Republicans beat back competitive Democrats in Wisconsin, Florida, and Maine. Scott Walker's win over Mary Burke in Wisconsin was his third gubernatorial victory in the last four years, and it keeps his presidential hopes alive. Florida's Rick Scott held off former Governor Charlie Crist, who had aligned himself closely with Obama following his odd journey from Republican to independent to Democrat in recent years. And in Maine, Governor Paul LePage won re-electionand prevented Democratic Representative Michael Michaud from becoming the nation's first openly gay governor. With Republicans winning in purple and even blue states, it was no surprise that Governor Nathan Deal dispatched Jason Carter, the grandson of Jimmy Carter, in Georgia and that Asa Hutchinson defeated former Democratic Representative Mike Ross in Arkansas. In Kansas, Governor Sam Brownback secured a second term even after his experiment in conservative governance sunk both his approval rating and the state's credit rating.
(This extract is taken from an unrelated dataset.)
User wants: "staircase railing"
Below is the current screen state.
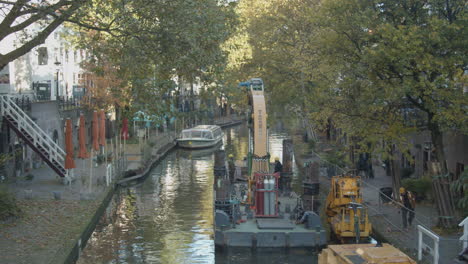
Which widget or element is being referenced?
[0,96,66,174]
For Democrats, the losses were more bitter for the fact that they had viewed the governor's races as a potential bright spot in what was expected to be a difficult night. But they could also have more real-world impact for constituents than the turnover of the Senate in an already-gridlocked Washington. Governors have had an easier time enacting their agendas than presidents in recent years, and the implementation of Obama's healthcare law–in which several Republican governors refused the Medicaid expansion–demonstrated the sway that state lawmakers can have even over federal policy.
So as Obama turns to his legacy in his final two years in office, he will clearly miss Harry Reid's alliance atop the Senate. But he may rue the statehouse losses even more.